Tuesday, October 2nd, 2007

Imagine if you walked into Scotland Yard to report a crime involving children, only to be given a telling off, before you’d opened your mouth, about the dire penalties for wasting police time. And that your complaints would be forwarded to a watchdog – and that you’d better come back with a lawyer.

That’s how a group of parents feel after seeing photographs of their kids defaced on Orkut. Members of Google’s social network created “mash-ups” of photographs originally posted to Flickr – adding text, some of which contained sexual innuendo, for children as young as five.

The upset parents turned to the provisions of the Digital Millennium Copyright Act (DMCA), which permits private copyright holders to deal with infringement, without going through a lawyer.

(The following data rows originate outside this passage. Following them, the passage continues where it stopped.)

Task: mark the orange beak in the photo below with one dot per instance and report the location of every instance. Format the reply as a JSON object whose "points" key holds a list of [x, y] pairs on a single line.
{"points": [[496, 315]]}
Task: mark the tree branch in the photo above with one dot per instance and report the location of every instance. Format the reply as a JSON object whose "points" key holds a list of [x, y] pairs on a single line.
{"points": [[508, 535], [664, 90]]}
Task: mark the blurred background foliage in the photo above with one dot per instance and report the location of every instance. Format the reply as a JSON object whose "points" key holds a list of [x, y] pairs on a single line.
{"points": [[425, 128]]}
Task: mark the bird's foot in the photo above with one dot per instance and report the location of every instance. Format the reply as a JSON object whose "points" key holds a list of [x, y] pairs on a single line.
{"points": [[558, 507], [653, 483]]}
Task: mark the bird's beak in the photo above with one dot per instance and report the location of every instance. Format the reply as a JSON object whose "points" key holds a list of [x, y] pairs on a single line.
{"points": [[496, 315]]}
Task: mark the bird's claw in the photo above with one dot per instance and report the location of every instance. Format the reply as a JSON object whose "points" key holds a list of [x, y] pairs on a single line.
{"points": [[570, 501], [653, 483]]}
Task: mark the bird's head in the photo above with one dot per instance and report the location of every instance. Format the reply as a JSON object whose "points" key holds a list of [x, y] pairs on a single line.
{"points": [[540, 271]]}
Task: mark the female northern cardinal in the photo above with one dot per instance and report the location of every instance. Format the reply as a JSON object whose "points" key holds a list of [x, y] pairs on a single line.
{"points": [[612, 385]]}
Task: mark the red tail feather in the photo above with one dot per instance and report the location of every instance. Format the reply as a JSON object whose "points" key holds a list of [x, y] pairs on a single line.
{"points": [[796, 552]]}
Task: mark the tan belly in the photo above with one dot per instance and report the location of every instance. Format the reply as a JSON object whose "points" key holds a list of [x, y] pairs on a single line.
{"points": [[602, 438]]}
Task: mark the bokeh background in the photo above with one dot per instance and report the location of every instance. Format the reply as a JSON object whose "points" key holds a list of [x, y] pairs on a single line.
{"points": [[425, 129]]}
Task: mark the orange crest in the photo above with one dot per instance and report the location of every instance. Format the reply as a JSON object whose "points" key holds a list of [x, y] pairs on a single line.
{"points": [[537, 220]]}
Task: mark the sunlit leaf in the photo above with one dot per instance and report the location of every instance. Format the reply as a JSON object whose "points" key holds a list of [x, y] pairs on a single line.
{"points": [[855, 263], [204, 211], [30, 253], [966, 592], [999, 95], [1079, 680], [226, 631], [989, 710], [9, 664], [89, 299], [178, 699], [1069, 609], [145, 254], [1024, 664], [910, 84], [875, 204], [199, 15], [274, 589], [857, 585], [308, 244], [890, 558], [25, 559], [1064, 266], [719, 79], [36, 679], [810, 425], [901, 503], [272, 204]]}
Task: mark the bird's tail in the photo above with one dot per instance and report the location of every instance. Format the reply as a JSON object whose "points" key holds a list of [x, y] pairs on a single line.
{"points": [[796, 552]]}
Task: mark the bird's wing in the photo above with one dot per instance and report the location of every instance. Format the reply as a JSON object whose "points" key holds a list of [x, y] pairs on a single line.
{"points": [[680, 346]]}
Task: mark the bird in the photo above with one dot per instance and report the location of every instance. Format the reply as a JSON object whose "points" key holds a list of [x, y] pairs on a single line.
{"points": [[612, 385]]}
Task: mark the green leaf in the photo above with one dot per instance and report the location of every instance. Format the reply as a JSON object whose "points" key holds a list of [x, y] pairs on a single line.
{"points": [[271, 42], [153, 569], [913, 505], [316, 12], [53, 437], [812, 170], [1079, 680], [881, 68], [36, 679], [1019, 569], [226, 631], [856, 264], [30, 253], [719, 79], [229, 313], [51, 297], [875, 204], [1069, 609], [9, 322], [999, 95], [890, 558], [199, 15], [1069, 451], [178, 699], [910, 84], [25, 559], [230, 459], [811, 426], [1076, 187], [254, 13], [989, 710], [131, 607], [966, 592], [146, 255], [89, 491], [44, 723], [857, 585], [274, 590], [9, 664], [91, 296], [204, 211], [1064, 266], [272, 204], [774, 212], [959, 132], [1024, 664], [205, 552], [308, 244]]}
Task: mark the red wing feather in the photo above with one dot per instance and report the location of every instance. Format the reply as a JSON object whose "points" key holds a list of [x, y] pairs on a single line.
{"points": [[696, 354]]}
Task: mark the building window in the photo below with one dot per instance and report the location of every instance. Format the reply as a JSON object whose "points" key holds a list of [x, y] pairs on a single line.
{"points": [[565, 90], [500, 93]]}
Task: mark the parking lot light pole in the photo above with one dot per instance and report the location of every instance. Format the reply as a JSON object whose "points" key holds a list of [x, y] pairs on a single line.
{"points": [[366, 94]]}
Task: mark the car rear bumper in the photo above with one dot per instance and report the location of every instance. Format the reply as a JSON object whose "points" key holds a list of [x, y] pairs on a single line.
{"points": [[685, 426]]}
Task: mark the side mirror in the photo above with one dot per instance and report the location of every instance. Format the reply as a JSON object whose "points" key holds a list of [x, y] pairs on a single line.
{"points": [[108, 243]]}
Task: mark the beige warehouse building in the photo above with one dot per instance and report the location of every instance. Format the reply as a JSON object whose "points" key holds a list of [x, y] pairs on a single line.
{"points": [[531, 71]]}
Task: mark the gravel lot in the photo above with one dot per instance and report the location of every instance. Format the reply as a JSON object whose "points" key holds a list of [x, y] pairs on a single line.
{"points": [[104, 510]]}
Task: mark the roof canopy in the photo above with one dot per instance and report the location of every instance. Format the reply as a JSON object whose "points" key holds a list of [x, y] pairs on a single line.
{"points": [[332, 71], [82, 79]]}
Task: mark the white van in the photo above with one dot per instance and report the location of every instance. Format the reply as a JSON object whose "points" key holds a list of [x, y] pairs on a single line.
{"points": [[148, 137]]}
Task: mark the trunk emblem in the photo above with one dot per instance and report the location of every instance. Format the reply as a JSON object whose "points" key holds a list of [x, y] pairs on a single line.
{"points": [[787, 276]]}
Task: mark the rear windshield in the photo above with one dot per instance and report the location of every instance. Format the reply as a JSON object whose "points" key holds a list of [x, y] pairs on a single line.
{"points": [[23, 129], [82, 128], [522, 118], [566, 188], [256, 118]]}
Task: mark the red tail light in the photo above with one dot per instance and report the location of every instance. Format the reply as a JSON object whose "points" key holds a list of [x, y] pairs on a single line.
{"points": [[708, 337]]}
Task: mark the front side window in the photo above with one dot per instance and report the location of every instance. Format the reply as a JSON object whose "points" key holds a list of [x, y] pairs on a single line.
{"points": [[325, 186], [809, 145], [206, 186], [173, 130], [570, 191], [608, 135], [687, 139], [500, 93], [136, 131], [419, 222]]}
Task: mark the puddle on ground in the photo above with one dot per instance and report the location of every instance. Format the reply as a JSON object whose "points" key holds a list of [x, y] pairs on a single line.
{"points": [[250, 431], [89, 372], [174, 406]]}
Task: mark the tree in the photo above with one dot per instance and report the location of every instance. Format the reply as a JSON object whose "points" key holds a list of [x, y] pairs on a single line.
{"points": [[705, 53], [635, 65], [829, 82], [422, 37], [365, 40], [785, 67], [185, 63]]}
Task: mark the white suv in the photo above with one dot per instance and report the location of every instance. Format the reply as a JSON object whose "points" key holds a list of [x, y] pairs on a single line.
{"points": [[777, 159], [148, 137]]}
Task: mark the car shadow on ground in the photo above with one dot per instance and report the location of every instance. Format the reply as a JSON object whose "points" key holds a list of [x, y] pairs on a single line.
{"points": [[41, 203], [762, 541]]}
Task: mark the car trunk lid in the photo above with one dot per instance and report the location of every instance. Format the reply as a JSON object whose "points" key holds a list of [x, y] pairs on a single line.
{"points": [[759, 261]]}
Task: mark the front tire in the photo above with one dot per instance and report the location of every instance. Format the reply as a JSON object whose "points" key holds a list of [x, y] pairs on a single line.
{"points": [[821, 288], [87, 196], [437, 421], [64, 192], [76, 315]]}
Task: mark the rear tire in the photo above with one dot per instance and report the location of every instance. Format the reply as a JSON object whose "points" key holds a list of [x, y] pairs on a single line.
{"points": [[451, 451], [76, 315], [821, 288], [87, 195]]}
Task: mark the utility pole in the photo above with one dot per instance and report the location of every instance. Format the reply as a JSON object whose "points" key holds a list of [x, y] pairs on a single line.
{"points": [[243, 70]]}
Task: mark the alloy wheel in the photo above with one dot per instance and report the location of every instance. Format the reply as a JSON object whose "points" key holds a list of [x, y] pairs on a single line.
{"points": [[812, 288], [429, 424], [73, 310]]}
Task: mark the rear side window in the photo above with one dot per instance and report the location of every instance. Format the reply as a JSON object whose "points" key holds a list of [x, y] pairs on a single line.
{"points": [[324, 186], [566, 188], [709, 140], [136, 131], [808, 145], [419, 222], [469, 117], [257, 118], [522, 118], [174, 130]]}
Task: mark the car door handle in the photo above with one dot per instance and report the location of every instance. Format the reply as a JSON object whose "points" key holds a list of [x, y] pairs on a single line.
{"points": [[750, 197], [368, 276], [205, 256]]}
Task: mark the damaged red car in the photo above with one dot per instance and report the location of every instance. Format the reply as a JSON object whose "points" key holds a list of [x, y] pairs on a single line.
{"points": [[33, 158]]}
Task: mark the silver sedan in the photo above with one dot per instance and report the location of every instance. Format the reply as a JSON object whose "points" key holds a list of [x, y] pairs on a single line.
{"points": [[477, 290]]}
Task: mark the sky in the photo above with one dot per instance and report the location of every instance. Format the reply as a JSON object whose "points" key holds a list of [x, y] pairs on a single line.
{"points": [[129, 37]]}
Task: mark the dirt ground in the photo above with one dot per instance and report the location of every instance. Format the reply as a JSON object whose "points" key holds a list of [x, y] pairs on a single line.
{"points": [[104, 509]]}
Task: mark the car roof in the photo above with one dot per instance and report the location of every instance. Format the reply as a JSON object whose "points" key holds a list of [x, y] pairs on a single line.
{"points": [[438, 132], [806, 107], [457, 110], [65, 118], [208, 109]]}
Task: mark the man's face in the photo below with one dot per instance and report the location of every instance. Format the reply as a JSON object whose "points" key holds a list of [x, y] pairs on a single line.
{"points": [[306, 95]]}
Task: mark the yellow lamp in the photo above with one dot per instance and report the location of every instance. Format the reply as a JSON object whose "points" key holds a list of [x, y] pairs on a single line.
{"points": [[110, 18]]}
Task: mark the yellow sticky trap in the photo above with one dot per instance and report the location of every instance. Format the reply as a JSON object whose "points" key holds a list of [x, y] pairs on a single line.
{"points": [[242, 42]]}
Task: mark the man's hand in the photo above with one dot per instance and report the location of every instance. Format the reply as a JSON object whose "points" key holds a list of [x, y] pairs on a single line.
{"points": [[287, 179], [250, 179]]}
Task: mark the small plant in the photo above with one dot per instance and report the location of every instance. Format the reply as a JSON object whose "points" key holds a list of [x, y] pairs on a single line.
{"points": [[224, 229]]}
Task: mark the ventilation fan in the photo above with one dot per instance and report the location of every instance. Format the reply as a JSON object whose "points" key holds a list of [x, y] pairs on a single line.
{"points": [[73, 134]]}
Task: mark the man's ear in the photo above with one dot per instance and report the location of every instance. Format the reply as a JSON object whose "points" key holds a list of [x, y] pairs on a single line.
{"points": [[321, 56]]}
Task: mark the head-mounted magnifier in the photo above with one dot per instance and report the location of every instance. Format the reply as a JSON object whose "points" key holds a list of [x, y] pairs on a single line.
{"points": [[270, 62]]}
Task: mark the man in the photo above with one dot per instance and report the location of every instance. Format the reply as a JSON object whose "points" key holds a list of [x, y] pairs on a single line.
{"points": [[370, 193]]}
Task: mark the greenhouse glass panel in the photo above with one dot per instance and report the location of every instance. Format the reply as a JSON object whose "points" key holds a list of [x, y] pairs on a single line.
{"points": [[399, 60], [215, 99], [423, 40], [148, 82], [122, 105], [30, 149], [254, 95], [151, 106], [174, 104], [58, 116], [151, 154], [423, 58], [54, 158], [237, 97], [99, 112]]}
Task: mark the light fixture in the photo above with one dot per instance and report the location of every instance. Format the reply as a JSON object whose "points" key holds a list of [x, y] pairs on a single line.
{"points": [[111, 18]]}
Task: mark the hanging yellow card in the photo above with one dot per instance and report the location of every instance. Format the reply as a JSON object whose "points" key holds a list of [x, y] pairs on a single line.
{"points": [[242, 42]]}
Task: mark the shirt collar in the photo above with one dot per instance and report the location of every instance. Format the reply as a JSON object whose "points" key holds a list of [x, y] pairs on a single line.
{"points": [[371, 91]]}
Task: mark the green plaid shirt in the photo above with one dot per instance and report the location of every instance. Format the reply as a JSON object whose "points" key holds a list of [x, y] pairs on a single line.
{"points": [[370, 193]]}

Now if you only read WiReD magazine or anti-copyright bloggers, you’d think the DMCA was only ever abused by corporate bullies: the Act is notorious for being deployed under dubious pretexts in a small number of high profile cases.

However, it’s also been used by thousands of individuals, including many artists, and remains the most powerful tool for the ordinary citizen to seek redress without expensive litigation. It’s a question of filling out a simple form.

Not that you’d ever guess from Google’s page for DMCA complaints. The web advertising giant turns the presumption of guilt back onto the complainer.